Massachusetts State Senate
The State House
Boston, MA 02133
May 16, 2019
Regional Transit Authorities in the FY2020 Budget – Amendment 1136
Honorable Members of the Senate:
We, a group of elected, nonprofit, community, and business leaders who support RTAs and their riders, support amendment 1136, which would provide $90.5 million in base funding for the regional transit authority (RTA) line item (1595-6370) in the FY2020 budget, and identifies separate, additional funding for performance targets and innovations, subject to Memoranda of Understanding (MOUs) between RTAs and MassDOT. Stable base funding is essential to protect riders from service cuts, and for RTAs to provide predictable service as they continue to improve performance and accountability. We are very pleased that the Senate Ways and Means budget includes language that ties state assistance to RTAs to inflation.

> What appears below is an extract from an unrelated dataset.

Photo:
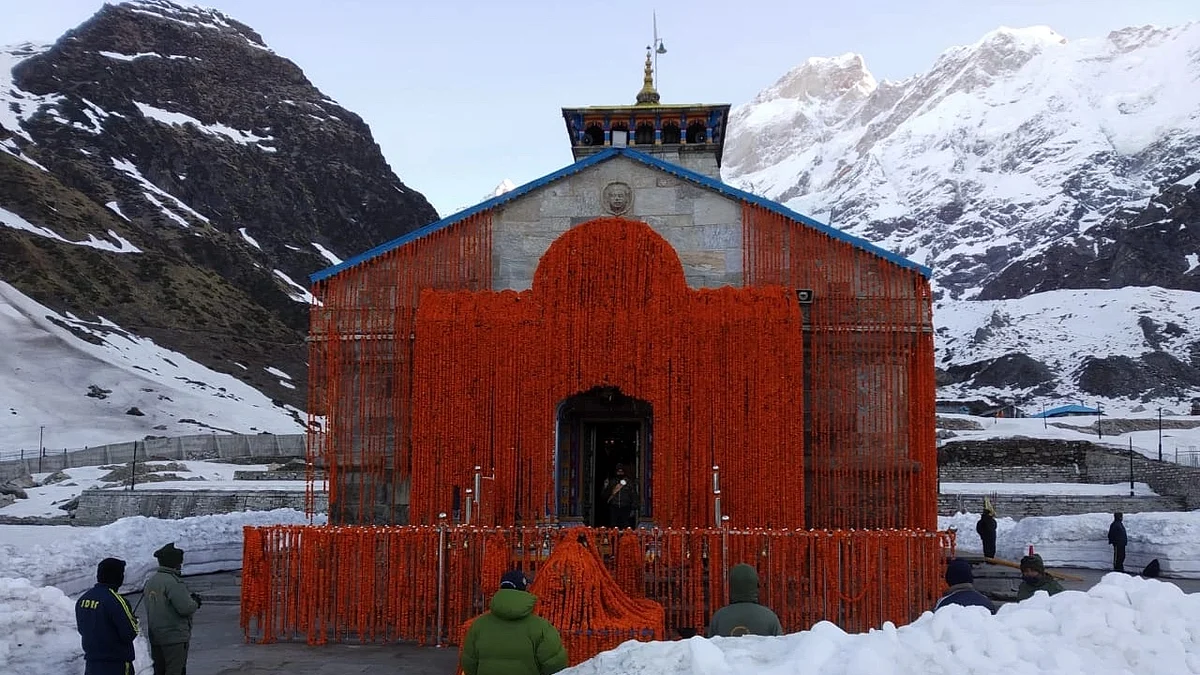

To count any MOU-based funding towards the base, as the Senate Ways and Means budget does, amounts to a cut in service which penalizes riders who are transit-dependent. Here is why: MOUs and the underlying performance targets take months to develop, and the transit service that results is not assured to continue. As an example, the $4 million in MOU-based funding that the legislature voted as part of the FY 2019 budget has still not been released, 10 1⁄2 months into the fiscal year, and several service cuts have not been restored as a result.
Senators may recall that the FY 2019 budget also established the Task Force on RTA Performance and Funding. Constituted in October 2018, the Task Force completed its work and delivered a report to the legislature on April 5, 2019, titled A Vision for the Future of Massachusetts’ Regional Transit Authorities.
This Task Force report included several recommendations to improve service. These included $90.5 million in base funding from the state budget; indexing of future state appropriations to CPI; establishment of MOUs with MassDOT to ensure future performance goals; and other recommendations to promote accountable, statewide public transit.
In conclusion, we cite the first recommendation from Choices for Stewardship, the December 2018 report of the Baker Administration’s Commission on the Future of Transportation:
- Prioritize investment in public transit as the foundation for a robust, reliable, clean, and efficient transportation system.
In this spirit, we thank the Senate for making investment in public transit a priority for FY 2020.